Early last week I overheard a well-meaning teacher say, “I hope it snows so we can all get a break.” At the time, I had to agree. The thought of getting a few days off to hang out at the house with my family – curled up on the couch, drinking hot cocoa and watching old movies – was absolutely lovely. Maybe there would be enough time to catch up on all those projects I had been dreaming about, like sewing new curtains for the bedroom or giving the bathroom a fresh coat of paint.
What really happened was beyond many imaginations. Thousands of Spencer Countians left cold and in the dark. Predictions from electric companies that it could take a week or more before power was restored. Those cozy dreams of a mid-winter vacation quickly turned into nightmares haunted by the sound of humming generators.

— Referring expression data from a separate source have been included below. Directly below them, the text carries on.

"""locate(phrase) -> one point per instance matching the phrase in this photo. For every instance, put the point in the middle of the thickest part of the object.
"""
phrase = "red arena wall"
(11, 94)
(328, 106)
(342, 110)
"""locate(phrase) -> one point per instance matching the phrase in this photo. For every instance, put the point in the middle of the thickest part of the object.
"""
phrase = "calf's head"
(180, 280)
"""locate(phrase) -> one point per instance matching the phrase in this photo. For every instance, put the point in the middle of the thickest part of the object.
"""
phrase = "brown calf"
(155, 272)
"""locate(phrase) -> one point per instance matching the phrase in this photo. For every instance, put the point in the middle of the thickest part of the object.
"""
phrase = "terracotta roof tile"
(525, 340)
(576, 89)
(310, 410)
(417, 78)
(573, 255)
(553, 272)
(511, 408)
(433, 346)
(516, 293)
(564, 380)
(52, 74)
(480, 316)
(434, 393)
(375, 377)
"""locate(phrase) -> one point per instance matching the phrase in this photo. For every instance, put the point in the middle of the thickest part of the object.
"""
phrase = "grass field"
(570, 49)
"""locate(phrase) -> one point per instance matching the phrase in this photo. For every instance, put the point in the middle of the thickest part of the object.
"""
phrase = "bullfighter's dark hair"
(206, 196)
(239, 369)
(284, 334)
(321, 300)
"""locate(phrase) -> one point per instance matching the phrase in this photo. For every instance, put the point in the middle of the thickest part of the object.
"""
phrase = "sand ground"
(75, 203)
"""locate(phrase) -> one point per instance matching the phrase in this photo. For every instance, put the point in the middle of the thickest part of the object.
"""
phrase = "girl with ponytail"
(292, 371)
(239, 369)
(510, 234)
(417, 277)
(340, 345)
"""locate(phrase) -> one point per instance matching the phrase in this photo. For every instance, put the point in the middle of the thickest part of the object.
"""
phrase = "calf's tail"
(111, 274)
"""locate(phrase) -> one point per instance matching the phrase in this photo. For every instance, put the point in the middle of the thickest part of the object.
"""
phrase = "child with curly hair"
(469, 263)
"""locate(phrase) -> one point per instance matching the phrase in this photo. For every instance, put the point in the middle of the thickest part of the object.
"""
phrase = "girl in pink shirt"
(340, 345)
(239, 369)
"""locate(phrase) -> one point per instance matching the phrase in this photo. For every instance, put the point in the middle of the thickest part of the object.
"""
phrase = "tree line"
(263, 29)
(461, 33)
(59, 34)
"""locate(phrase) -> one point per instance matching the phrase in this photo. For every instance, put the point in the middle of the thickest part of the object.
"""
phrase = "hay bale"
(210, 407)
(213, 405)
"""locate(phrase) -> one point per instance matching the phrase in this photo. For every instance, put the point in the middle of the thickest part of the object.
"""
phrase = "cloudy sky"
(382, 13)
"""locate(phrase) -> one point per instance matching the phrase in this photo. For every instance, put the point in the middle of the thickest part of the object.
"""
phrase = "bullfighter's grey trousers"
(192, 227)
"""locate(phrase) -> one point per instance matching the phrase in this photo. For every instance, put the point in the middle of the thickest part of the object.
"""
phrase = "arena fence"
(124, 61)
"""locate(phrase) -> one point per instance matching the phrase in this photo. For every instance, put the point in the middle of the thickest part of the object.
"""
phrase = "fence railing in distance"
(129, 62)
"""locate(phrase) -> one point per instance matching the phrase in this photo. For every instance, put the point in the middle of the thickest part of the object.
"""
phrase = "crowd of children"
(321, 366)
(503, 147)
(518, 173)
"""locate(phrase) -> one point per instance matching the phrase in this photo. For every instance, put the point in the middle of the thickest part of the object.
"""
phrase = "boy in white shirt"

If there was any redeeming facet of this past week’s struggles, it has been in the numerous acts of kindness displayed in our community. The Spencer Magnet has received many reports of residents – spared by the power outage – who opened up their homes and shared their blessings of hot water and warm living rooms with neighbors and strangers alike. One of those powerless refugees said that her neighbor’s generosity only served to prove that she and her husband made the right decision when they moved to Spencer County.
All good feelings aside, I think it is time to seriously consider an assassination attempt on the groundhog. Six more weeks of winter? You’ve got to be kidding.
Perhaps many of us are feeling a bit like Bill Murray in the movie “Groundhog Day” – forced to live the same frigid day over, and over, and over. In the movie, Murray had to learn some less about being nice to others and respecting those around him. Seems to me, this community has already learned that lesson. We are in the midst of some tough times not only financially, but in the middle of a weather crisis that has had some severe results. People have been sickened by carbon monoxide. Houses have caught fire. Yet, Spencer Countians time and time again arise to the occasion. Sure we get frustrated sometimes and in situations like this we feel like yelling at some utility company employee – but then the feelings pass and we realize the important thing is to take care of our neighbors. We may feel like we are reliving the same day over and over, but with these acts of kindness we can turn ordinary into extraordinary.
“Okay, campers, rise and shine…Don’t forget your booties because it’s co-o-old out there today. It’s cold out there every day.”
At least Punxsutawney Phil only has an accuracy rate of 39 percent. I’ll take that over a 60 percent chance of snow any day.